There is emerging evidence for the involvement of UPR/ER stress in AKI induced by ischemia-reperfusion and nephrotoxicity. In these disease conditions, the signaling cascade of ER stress that aims at re-establishing microenvironment homeostasis is quite complex and deserves further delineation. Functionally, it is generally understood that under mild-moderate ER stress, the cell may activate UPR to restore the proteostasis to promote cell survival and strengthen the cellular ability to endure further stress. However, once the ER stress is excessive, the adaptive capacity of UPR is overwhelmed, resulting in the activation of the suicidal program of apoptosis to eliminate the irreversibly damaged cells (Figure 2). While this thinking is logical, it is apparently a simplistic view.

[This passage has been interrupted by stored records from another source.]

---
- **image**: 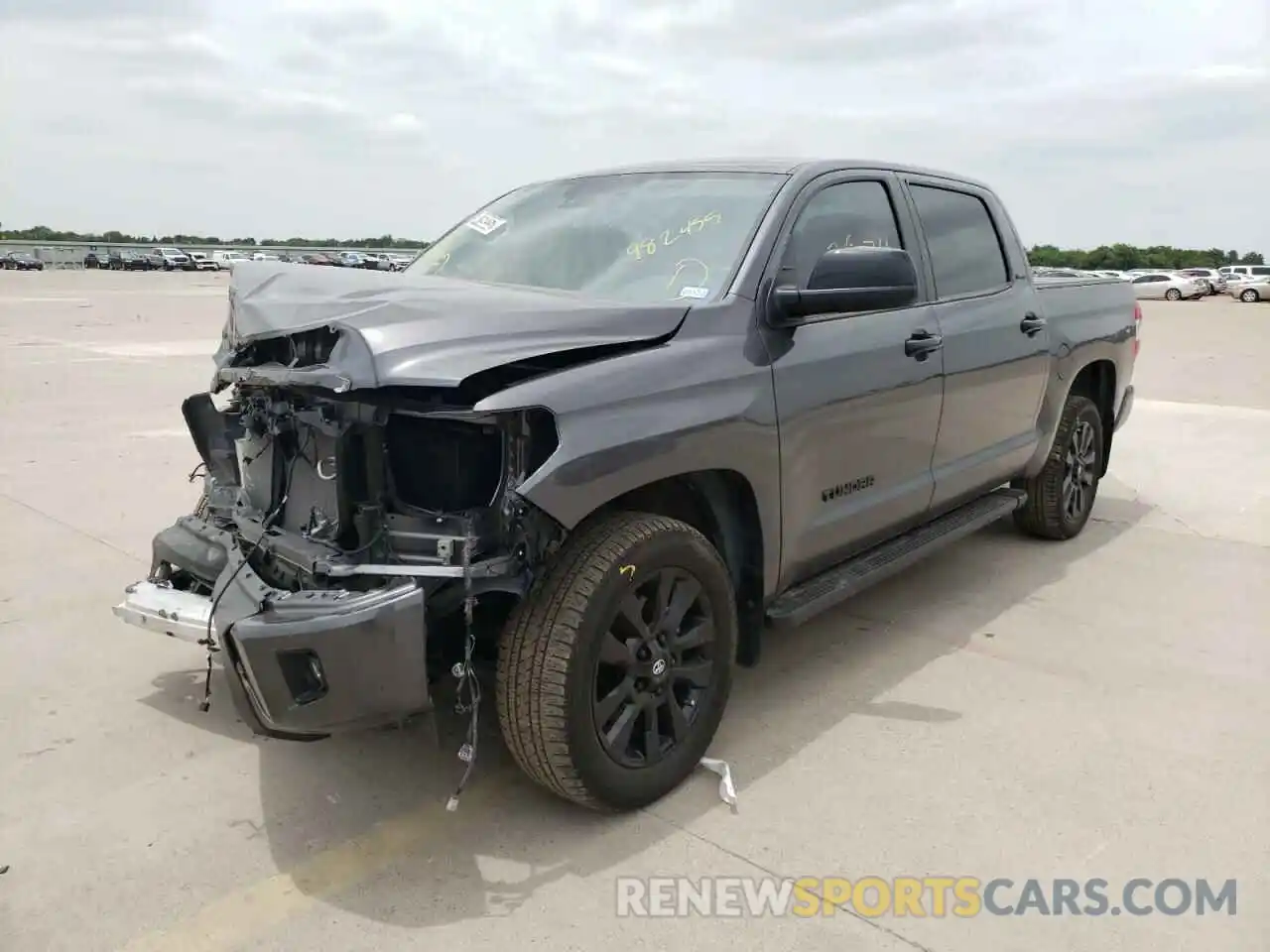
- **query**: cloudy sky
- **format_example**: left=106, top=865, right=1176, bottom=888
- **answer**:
left=0, top=0, right=1270, bottom=254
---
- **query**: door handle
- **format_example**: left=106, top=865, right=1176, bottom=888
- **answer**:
left=1019, top=313, right=1045, bottom=337
left=904, top=330, right=944, bottom=361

First, there is no distinct demarcation point between the signaling networks of the adaptive and apoptotic pathways. Moreover, it is important to understand the mechanism underlying the cross-talk between these two intertwined pathways. Another area of future investigation is the dynamic crosstalk between ER and other organelles (mitochondria, Golgi, nucleus), which forms an interlaced signaling network to influence the response of a cell to ER stress. Therapeutically, as presented in this review there is evidence for the kidney protective effect of some chemical compounds targeting the key ER stress modulators. Especially, ER stress preconditioning and chemical chaperones may improve the capacity of protein folding and promote kidney cell survival in AKI. However, these observations need to be verified and extended to other relevant models. Finally, very limited information is currently available from clinical studies. Therefore, there is a pressing need to investigate ER stress in samples from AKI patients and, hopefully, conduct clinical trials to test the effect of ER stress modulating chemicals.

Key Messages:

  • Perturbations of kidney cells in acute kidney injury result in the accumulation of unfolded and misfolded proteins in ER, leading to unfolded protein response (UPR) or ER stress.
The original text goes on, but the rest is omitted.